• Ann Thorac Cardiovasc Surg · Apr 2003

    Complete revascularization in patients with severe left ventricular dysfunction.

    • Hiroyuki Nishi, Satoru Miyamoto, Shuichiro Takanashi, Hirokazu Minamimura, Takumi Ishikawa, and Yoshihiro Shimizu.
    • Department of Cardiovascular Surgery, Osaka City General Hospital, Miyakojimahondori, Osaka, Japan.
    • Ann Thorac Cardiovasc Surg. 2003 Apr 1; 9 (2): 111-6.
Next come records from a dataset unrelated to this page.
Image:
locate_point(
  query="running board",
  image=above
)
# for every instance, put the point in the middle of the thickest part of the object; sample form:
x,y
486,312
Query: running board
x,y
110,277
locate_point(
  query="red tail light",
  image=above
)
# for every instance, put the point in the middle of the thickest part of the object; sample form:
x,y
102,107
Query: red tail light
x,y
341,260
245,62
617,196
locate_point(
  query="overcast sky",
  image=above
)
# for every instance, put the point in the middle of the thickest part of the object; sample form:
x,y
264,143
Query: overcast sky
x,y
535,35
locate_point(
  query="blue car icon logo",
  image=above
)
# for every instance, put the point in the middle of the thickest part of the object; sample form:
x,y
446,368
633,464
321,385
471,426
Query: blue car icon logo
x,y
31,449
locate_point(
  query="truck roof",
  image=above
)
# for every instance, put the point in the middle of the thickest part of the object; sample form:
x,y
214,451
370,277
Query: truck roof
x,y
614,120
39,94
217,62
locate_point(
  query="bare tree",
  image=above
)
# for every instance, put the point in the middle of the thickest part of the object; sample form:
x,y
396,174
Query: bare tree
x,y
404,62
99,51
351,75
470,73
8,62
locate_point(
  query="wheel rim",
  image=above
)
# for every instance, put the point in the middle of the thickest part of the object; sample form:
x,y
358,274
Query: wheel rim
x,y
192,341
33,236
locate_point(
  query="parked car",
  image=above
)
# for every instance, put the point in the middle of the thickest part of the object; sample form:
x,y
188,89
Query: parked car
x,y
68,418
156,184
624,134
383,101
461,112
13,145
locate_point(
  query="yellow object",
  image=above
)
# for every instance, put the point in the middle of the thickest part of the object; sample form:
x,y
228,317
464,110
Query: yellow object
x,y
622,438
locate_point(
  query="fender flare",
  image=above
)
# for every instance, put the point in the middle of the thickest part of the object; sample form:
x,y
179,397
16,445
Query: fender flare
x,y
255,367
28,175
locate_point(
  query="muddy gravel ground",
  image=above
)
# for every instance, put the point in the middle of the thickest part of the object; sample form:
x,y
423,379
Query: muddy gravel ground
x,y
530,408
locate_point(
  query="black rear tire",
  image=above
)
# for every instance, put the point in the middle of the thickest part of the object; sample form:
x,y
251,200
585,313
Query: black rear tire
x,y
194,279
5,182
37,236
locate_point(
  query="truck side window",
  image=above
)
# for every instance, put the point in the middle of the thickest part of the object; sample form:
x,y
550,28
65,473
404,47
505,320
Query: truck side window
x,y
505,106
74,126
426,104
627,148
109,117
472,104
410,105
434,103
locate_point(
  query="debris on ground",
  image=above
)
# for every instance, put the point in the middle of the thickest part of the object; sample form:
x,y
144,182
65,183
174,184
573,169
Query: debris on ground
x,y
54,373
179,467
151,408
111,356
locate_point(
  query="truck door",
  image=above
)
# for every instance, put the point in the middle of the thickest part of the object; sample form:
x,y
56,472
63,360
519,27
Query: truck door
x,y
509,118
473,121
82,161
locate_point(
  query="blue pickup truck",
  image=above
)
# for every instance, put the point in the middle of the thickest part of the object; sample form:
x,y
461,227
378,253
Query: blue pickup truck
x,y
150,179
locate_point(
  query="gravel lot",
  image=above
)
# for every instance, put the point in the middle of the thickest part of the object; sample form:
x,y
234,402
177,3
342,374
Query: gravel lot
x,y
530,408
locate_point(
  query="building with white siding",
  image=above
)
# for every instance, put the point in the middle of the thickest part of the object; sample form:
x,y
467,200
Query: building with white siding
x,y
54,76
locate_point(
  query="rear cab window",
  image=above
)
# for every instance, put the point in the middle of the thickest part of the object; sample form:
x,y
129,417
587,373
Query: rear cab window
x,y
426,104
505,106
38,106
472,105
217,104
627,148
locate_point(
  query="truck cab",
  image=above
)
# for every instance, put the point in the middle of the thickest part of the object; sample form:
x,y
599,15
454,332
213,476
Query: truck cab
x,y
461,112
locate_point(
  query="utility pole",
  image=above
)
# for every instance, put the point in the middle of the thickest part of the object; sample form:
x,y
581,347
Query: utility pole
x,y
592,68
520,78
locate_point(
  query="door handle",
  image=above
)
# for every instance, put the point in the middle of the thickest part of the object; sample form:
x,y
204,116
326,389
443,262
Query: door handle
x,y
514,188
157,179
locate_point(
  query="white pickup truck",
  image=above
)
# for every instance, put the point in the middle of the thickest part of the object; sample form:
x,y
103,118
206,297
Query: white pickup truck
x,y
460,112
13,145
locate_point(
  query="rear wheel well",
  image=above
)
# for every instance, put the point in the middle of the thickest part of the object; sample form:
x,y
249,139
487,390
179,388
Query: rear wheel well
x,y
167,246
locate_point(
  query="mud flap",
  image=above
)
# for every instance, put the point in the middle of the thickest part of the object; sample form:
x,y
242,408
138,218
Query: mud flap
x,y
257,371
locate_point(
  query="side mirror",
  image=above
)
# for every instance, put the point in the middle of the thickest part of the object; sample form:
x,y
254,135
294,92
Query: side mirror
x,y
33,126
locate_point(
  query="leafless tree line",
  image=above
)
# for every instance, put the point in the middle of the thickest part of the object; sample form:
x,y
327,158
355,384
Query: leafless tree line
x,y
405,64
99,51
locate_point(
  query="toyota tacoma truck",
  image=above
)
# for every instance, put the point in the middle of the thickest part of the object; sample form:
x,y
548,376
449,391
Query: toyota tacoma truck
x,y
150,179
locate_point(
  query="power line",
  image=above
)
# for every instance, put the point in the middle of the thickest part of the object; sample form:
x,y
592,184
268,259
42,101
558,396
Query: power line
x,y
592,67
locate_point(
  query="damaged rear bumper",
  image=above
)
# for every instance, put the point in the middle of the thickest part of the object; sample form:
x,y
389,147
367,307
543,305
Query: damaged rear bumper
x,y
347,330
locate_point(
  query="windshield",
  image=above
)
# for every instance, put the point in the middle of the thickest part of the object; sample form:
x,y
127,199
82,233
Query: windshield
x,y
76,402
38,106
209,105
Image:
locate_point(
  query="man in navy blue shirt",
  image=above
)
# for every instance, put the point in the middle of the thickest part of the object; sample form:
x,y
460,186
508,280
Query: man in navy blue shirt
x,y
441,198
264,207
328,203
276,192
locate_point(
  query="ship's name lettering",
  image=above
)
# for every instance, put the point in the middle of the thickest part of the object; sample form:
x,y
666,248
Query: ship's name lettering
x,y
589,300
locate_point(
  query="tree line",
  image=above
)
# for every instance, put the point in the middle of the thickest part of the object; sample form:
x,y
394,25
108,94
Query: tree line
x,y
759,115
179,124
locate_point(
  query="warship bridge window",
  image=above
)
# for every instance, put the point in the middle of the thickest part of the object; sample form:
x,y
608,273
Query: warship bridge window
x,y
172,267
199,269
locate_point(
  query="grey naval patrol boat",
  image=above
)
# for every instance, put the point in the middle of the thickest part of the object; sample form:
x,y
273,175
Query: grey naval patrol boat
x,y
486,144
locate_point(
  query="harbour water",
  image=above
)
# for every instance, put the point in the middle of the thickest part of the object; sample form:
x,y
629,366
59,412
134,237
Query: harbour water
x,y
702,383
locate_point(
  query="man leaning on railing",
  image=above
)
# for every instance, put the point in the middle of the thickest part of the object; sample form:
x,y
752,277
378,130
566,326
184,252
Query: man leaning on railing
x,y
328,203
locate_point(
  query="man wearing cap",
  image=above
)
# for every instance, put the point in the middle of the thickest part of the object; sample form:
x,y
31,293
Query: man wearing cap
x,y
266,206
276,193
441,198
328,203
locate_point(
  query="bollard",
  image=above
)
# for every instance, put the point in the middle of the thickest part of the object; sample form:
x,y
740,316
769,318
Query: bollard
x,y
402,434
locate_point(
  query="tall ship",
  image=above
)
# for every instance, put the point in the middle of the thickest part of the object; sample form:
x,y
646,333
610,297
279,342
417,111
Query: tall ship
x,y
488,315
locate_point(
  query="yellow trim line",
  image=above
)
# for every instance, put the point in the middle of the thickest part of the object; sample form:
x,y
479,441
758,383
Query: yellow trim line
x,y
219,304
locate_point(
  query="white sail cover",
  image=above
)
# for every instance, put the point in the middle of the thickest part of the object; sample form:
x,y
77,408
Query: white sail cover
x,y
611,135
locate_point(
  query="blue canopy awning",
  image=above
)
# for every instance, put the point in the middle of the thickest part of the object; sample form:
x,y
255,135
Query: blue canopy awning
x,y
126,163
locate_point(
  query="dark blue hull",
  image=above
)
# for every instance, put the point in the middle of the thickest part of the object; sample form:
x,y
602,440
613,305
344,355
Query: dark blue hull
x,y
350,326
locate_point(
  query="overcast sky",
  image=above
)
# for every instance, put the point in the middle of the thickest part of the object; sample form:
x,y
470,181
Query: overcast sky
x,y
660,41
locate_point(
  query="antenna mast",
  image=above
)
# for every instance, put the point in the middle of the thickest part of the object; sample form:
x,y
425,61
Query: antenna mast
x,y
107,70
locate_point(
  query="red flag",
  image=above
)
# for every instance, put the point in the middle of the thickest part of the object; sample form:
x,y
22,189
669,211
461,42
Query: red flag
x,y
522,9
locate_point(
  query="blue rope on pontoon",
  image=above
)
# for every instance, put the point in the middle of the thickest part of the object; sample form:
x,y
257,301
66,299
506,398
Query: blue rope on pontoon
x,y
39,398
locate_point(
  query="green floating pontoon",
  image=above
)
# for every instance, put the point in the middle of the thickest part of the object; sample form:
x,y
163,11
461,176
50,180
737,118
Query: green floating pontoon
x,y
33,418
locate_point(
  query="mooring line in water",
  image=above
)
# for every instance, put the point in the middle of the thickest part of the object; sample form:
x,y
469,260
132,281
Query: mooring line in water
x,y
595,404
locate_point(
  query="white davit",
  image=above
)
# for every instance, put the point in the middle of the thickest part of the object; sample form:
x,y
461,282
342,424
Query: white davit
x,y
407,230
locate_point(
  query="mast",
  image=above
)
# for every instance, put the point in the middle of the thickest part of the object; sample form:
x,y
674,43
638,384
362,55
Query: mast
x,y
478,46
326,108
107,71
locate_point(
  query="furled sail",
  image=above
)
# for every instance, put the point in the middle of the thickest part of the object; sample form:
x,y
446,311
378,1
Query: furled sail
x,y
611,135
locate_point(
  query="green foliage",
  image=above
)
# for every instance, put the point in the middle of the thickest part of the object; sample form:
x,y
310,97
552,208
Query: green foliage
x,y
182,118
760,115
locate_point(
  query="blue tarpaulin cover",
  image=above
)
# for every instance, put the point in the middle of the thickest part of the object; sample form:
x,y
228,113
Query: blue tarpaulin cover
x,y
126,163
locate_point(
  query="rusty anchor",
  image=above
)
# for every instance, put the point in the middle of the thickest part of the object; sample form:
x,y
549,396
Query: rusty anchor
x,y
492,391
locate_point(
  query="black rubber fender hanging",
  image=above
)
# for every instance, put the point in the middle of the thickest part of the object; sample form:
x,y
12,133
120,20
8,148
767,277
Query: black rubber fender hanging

    ObjectiveThis study evaluates whether patients with coronary artery disease and severely depressed left ventricular ejection fraction (LVEF) benefit from complete revascularization by multivessel coronary artery bypass.MethodsFrom April 1994 to May 2002, 42 patients who underwent coronary artery bypass grafting (CABG) at our institution had impaired left ventricular (LV) function [an ejection fraction (EF) of 30% or less]. The average preoperative LVEF was 23.8%. The mean number of grafts was 4.6. Complete revascularization by multivessel bypass grafting was the goal for all patients.ResultsThirty days mortality was 0 and hospital mortality was 2.4%. The mean graft patency rate for 35 (83%) patients at one month was 98.8%. The mean postoperative LVEF improved significantly, from 23.8% to 35.2% (p<0.05), and the New York Heart Association (NYHA) classification was improved in most patients. The Kaplan-Meier estimate of survival at 5 years was 83.1%, and that of the cardiac event-free rate at 5 years was 77.5%.ConclusionFor patients with poor LV function, complete surgical revascularization by multivessel bypass grafting can be performed safely, with satisfactory hospital mortality and long-term results.